The First Multilingual Machine Translation Model
Have you ever thought about using Facebook in your native language or wondered how it is done? Recently Facebook has developed a natural language processing model that translates 200 languages without translating the data into English first. This model is referred to as the M2M (Many to Many) translating model. Most of the prior work of translation was based on English-Centric data sets and models which translated from and to English for translation from one language to another but not between non-English languages. This English-Centric bias in the data and resulting models are not reflective of how people use translation and empirically leads to a lower performance for non-English translation directions. In contrast, the newly introduces M2M model translates a language to any language without relying on English as an intermediary.
How the M2M Model Works:
Before the M2M model, the process of translation from one language to another language was dependent on the English language. It was a bridge between any two languages. However, Facebook has recently developed a model that translates data from one language to another without using English as an intermediary. Let us compare it with the English learning process of an individual who knows only Urdu and any other native language. In most cases that individual will first translate English to Urdu and then to the local language. The same was the case previously with the translation in Facebook and all other social networks that Languages were to be translated first into English and then into another language. This will affect the accuracy and efficiency of the translation model. To overcome this problem, Facebook has introduced the M2M-100 translation model. The first multilingual machine translation model. That can translate between any pair of 100 languages without any reliance on the English language.

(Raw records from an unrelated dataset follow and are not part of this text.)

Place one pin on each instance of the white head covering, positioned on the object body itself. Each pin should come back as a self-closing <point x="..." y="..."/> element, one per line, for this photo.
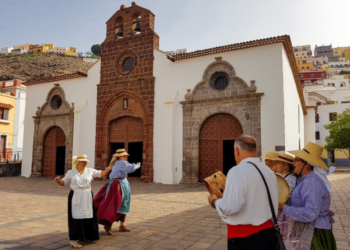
<point x="320" y="172"/>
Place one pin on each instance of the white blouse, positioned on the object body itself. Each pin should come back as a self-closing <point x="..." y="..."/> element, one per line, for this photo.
<point x="245" y="199"/>
<point x="81" y="185"/>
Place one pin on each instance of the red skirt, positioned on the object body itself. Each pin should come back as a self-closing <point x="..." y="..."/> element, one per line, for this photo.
<point x="107" y="207"/>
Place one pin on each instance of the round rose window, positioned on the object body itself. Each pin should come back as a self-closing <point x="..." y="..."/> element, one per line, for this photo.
<point x="128" y="64"/>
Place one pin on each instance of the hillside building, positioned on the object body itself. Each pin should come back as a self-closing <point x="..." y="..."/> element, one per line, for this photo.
<point x="177" y="114"/>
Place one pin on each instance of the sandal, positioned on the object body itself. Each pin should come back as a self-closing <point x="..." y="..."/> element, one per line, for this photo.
<point x="74" y="244"/>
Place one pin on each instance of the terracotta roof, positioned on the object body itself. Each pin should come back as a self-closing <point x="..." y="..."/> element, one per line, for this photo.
<point x="56" y="78"/>
<point x="5" y="105"/>
<point x="285" y="40"/>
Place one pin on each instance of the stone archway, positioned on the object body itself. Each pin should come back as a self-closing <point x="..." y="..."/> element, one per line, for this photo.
<point x="54" y="152"/>
<point x="55" y="112"/>
<point x="237" y="99"/>
<point x="216" y="139"/>
<point x="124" y="104"/>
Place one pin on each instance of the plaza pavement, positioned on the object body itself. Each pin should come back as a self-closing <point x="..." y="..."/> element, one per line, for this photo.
<point x="33" y="215"/>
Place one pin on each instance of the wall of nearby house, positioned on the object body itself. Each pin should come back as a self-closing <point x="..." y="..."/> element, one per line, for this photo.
<point x="263" y="64"/>
<point x="80" y="91"/>
<point x="323" y="112"/>
<point x="7" y="126"/>
<point x="293" y="112"/>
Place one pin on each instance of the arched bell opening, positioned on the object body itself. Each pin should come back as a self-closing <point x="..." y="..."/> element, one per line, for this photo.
<point x="119" y="27"/>
<point x="136" y="23"/>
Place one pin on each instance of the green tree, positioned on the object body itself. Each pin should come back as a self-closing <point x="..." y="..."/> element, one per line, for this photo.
<point x="96" y="49"/>
<point x="339" y="133"/>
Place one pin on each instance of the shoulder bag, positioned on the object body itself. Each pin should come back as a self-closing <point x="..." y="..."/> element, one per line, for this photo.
<point x="279" y="243"/>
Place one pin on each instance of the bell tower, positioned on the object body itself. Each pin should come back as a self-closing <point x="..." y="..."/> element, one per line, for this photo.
<point x="125" y="94"/>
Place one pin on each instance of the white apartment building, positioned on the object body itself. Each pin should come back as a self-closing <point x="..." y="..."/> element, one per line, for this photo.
<point x="329" y="97"/>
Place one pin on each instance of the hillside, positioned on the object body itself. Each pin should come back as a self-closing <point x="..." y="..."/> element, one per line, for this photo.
<point x="33" y="67"/>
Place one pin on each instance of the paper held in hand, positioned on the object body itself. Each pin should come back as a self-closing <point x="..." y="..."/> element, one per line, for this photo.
<point x="216" y="184"/>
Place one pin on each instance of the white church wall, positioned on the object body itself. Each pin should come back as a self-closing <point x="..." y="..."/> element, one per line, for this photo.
<point x="293" y="113"/>
<point x="80" y="91"/>
<point x="262" y="64"/>
<point x="309" y="126"/>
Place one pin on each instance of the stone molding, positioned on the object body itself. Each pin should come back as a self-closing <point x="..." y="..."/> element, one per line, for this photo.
<point x="47" y="118"/>
<point x="237" y="99"/>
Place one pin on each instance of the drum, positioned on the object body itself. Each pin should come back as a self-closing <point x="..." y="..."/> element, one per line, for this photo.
<point x="216" y="184"/>
<point x="283" y="189"/>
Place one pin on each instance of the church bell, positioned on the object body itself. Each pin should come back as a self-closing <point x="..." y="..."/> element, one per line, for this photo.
<point x="138" y="26"/>
<point x="120" y="31"/>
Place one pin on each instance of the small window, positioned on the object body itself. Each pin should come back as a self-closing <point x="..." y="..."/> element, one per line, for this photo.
<point x="4" y="114"/>
<point x="317" y="135"/>
<point x="56" y="102"/>
<point x="128" y="63"/>
<point x="332" y="116"/>
<point x="221" y="83"/>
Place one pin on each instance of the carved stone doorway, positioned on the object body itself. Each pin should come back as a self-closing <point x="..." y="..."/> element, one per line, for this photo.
<point x="216" y="137"/>
<point x="54" y="152"/>
<point x="127" y="132"/>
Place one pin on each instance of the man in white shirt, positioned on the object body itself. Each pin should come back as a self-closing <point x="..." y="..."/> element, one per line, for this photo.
<point x="245" y="204"/>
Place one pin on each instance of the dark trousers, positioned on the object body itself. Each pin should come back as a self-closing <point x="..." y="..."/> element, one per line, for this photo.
<point x="263" y="240"/>
<point x="80" y="229"/>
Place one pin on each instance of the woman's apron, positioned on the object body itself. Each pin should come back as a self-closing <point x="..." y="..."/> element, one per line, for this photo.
<point x="82" y="203"/>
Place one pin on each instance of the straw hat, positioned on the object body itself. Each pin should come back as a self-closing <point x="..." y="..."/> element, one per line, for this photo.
<point x="270" y="155"/>
<point x="311" y="154"/>
<point x="121" y="152"/>
<point x="285" y="158"/>
<point x="78" y="158"/>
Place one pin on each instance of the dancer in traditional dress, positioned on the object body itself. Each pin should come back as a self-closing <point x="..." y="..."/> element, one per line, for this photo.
<point x="82" y="219"/>
<point x="284" y="167"/>
<point x="270" y="159"/>
<point x="309" y="202"/>
<point x="113" y="200"/>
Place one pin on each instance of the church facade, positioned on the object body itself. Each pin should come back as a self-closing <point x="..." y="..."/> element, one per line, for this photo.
<point x="177" y="114"/>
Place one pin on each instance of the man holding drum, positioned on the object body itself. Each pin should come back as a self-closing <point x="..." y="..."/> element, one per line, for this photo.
<point x="245" y="204"/>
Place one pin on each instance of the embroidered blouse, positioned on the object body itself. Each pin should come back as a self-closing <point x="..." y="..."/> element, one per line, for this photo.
<point x="310" y="201"/>
<point x="291" y="179"/>
<point x="76" y="181"/>
<point x="122" y="168"/>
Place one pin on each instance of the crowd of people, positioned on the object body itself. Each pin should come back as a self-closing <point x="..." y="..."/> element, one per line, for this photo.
<point x="250" y="200"/>
<point x="111" y="204"/>
<point x="249" y="206"/>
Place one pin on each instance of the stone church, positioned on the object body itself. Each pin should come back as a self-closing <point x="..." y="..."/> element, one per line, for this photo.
<point x="177" y="114"/>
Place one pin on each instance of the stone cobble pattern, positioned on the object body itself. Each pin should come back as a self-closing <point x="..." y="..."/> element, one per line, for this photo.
<point x="34" y="216"/>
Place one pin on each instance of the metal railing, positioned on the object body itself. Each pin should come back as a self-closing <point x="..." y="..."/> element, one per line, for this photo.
<point x="323" y="98"/>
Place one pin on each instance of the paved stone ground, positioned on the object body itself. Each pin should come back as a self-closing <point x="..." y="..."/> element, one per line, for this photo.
<point x="33" y="215"/>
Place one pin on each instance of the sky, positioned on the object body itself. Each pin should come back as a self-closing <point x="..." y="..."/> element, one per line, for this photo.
<point x="191" y="24"/>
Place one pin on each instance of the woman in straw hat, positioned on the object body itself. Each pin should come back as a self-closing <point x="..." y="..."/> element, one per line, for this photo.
<point x="82" y="219"/>
<point x="309" y="203"/>
<point x="270" y="159"/>
<point x="113" y="200"/>
<point x="284" y="166"/>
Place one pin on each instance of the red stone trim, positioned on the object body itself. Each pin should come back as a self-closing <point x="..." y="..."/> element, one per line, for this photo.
<point x="285" y="40"/>
<point x="57" y="78"/>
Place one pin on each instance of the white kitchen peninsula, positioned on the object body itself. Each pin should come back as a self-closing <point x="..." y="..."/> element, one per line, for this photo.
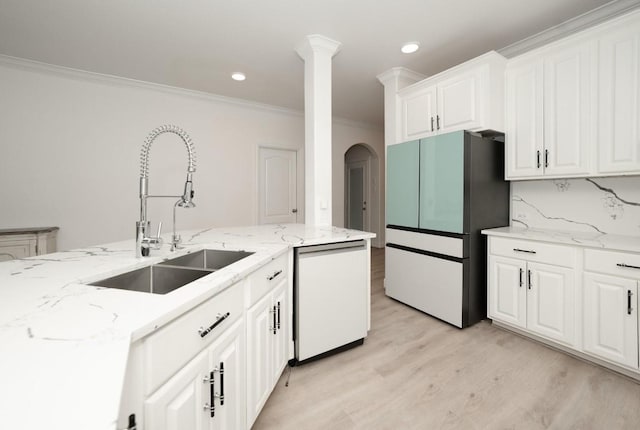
<point x="64" y="345"/>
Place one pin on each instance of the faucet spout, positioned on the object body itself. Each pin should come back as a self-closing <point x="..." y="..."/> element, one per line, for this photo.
<point x="143" y="241"/>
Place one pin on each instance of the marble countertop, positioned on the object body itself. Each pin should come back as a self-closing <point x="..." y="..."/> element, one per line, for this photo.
<point x="27" y="230"/>
<point x="64" y="344"/>
<point x="591" y="240"/>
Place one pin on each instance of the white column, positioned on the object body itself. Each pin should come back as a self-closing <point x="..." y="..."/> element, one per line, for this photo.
<point x="393" y="80"/>
<point x="317" y="52"/>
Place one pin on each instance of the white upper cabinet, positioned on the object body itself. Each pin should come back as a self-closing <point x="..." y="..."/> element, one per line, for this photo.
<point x="460" y="102"/>
<point x="568" y="109"/>
<point x="524" y="131"/>
<point x="619" y="100"/>
<point x="419" y="113"/>
<point x="573" y="106"/>
<point x="466" y="97"/>
<point x="549" y="112"/>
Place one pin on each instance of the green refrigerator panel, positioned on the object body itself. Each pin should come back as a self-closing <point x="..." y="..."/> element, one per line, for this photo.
<point x="402" y="184"/>
<point x="442" y="183"/>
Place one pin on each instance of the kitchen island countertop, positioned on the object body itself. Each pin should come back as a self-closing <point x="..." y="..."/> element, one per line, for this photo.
<point x="64" y="344"/>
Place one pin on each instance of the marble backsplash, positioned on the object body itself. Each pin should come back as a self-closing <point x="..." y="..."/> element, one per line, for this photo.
<point x="596" y="205"/>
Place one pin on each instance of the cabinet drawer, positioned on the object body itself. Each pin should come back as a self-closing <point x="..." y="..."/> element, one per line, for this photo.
<point x="539" y="252"/>
<point x="614" y="263"/>
<point x="266" y="278"/>
<point x="171" y="347"/>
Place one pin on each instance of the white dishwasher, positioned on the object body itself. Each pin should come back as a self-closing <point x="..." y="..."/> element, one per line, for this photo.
<point x="330" y="298"/>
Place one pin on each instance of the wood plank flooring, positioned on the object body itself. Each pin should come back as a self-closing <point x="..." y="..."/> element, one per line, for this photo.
<point x="415" y="372"/>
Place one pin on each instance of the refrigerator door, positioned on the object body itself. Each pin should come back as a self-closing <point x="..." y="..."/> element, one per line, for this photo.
<point x="442" y="183"/>
<point x="402" y="184"/>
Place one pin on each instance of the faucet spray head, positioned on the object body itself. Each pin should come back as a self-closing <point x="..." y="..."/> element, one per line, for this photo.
<point x="186" y="200"/>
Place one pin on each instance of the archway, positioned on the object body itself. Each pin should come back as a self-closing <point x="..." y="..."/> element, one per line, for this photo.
<point x="361" y="191"/>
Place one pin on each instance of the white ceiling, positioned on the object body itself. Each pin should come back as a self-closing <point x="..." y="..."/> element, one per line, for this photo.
<point x="196" y="44"/>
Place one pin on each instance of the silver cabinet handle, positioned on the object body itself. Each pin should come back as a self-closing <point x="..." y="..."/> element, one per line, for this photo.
<point x="524" y="250"/>
<point x="219" y="318"/>
<point x="627" y="266"/>
<point x="546" y="158"/>
<point x="211" y="380"/>
<point x="521" y="276"/>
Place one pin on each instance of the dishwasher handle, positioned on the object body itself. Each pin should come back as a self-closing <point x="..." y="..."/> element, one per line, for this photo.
<point x="332" y="247"/>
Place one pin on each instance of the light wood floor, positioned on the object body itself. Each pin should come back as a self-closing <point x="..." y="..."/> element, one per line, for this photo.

The model does not depend on English as a link between two languages. For example, for translation between Chinese and Urdu, typically systems train on Chinese to English and then English to Urdu; however, the M2M-100 model can now directly translate from Chinese to Urdu. Thus, preserving the original meaning more efficiently. This model learns a specific language and does not require any intermediate medium(language) to translate it from one language to another.
What Technology M2M-100 Uses
Any language that is to be translated is first broken down into small words i.e., tokens. For translation, the system receives and gives tokens as input and output respectively. However, basing translation on words as units could be challenging in the Multilanguage translation process as it either leads to poor coverage vocabularies or extra-large vocabularies bag. Another problem is that in many languages there are words that could not be broken down into single tokens. Thus, the Multilanguage translation model uses a subword tokenization process to produce a sequence of tokens as input and output to the machine. Furthermore, this multi-language translation model is based on Transformer sequence-to-sequence architecture, which consists of two modules: the encoder takes the sequence of tokens of the source language and transforms it into a sequence of subword tokens of the same length that are embedded in the decoder. The decoder embedded with the sequence of tokens decodes it by transforming it to the sequence of tokens in the target language and thus then produces the target language. However, in both encoder and decoder, there is a special token that indicates source language to the encoder and target language to the encoder.
Wrapping Up
The best thing about the model is that it is open source and the researchers can take benefit from it, as the model outperforms English-Centric multilingual models trained on data where either the source or target language is English. The system improves over 10 BLEUs on average compared to an English-Centric baseline when translating directly between non-English directions. Thus M2M-100 is a competitive model developed for bilingual models as it improves the efficiency of translation between non-English languages without reliance on English.